Michael chuckled. “You’ll always have a job.” He finally looked up from the messy desk with his serious eyes. “This changes everything.”

“Why?”

“Because he’s right, you belong with them. You never fit this life Evie and now I understand why.” He said every word as if it was painful to drag out.

“Who’s right?” I didn’t like where the conversation was going because I understood what he meant. I’d never fit the mold of a vampire, I could never fully be part of his life.

 “Caleb.” He said the alpha’s name with a sigh and walked around the desk to pace. He hid his emotions well but I was always able to read him, he was furious a lot when I was around these days.

“What did he say to you?” my consideration for the other man was quickly fading, Caleb had no right to tell Michael anything about me. “I don’t belong with anyone, I live my life and make my own choices. That’s the whole reason I left the coven in the first place and Caleb won’t make me into his little soldier.”

“What do you call what just happened?”

“I was helping Jamie!” I was getting tired of trying to explain that. “If anything I called the shots. I have never submitted to him. Even before all of this you wanted to believe something was happening between me and Caleb when that’s never been the case. Can’t you see that I love you?” the words flew out of my mouth before I could realize where I had taken us.

“Evie, don’t—”

“I know because it won’t change anything but damn it, don’t you see if I love you I’m nowhere near ready to think about another man let alone anything else? You always let your jealously get in the way.” I let out a long sigh. “I didn’t come here to talk about this.” I wiped my hands over my tear soaked cheeks and turned to the door. I should’ve stayed in bed and avoided this emotional shit storm.

Michael made it to the door before me and blocked the way out. “I don’t know what you want, Evie.”

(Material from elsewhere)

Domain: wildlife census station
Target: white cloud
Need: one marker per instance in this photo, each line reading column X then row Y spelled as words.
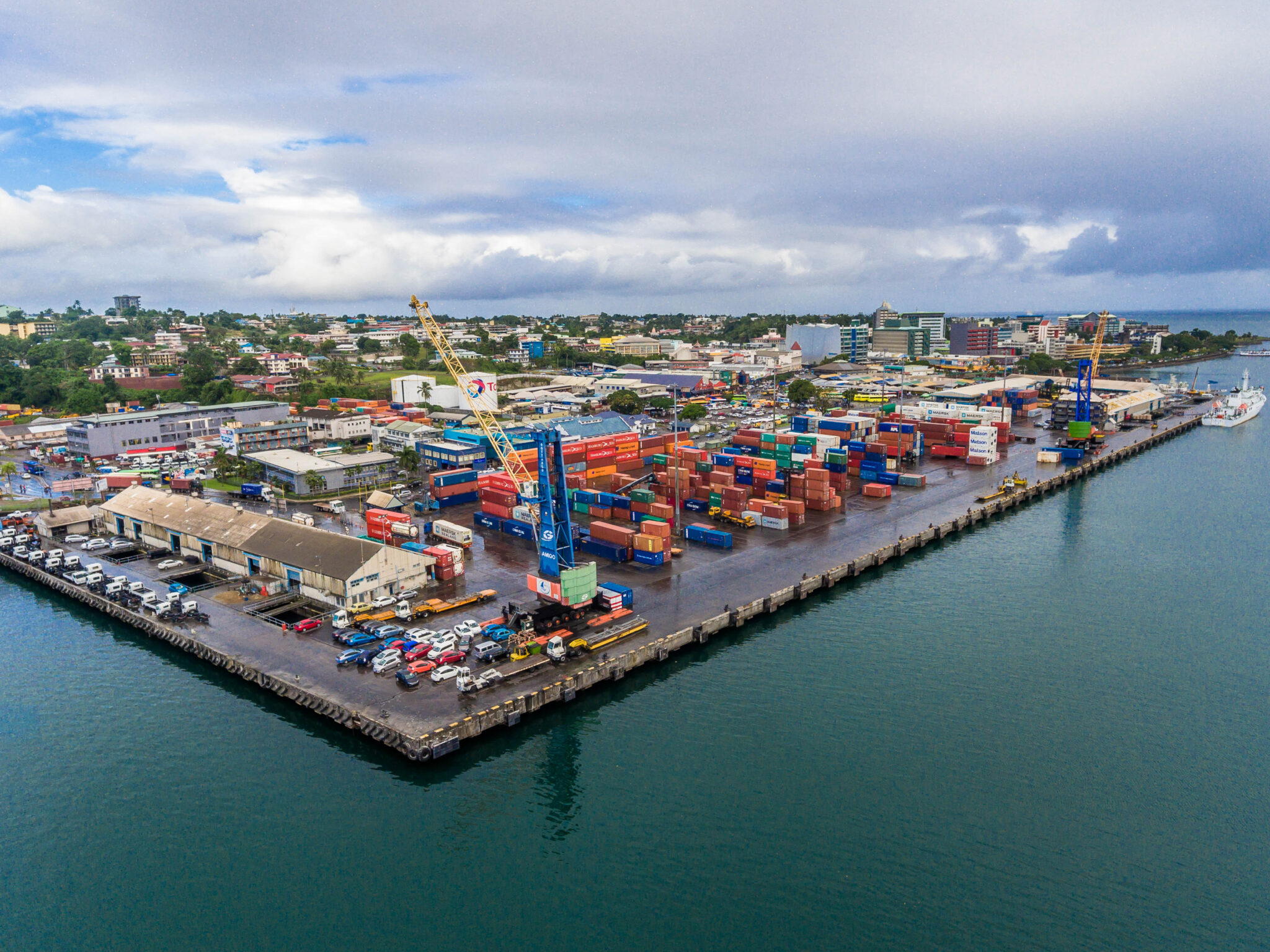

“You know damn well what I want.” I wouldn’t say the words and make the tension between us worse but what I wanted was him and to have our life together back. “Right now I want you to accept or at least understand my point of view.” I knew when to stop beating a dead horse and when it was time to get out of here. “I’ll cover today’s night shift and start my regular shift tomorrow.” I pushed past him and left the mansion. I put a few miles between us before pulling over and letting out my tears and what they represented. I couldn’t hold them in any longer.

I heard getting over your first love was hard but this was down right hell. I would love to wake up one day and be able to accept Michael as a memory and not hope for a future. It wasn’t working out that way though. Thinking logically distance would probably help, I needed to find a new job and manage to go a few days without thinking about him.

I thought about all the times Michael and I were alone without a care in the world. Many of those times I thought about telling him the truth.  After he had bitten me and the virus didn’t take he blamed himself, I had come close to telling him then too that I wasn’t human. Now he knew everything and he still wasn’t willing to give us another chance.

I needed to stop fighting for the impossible.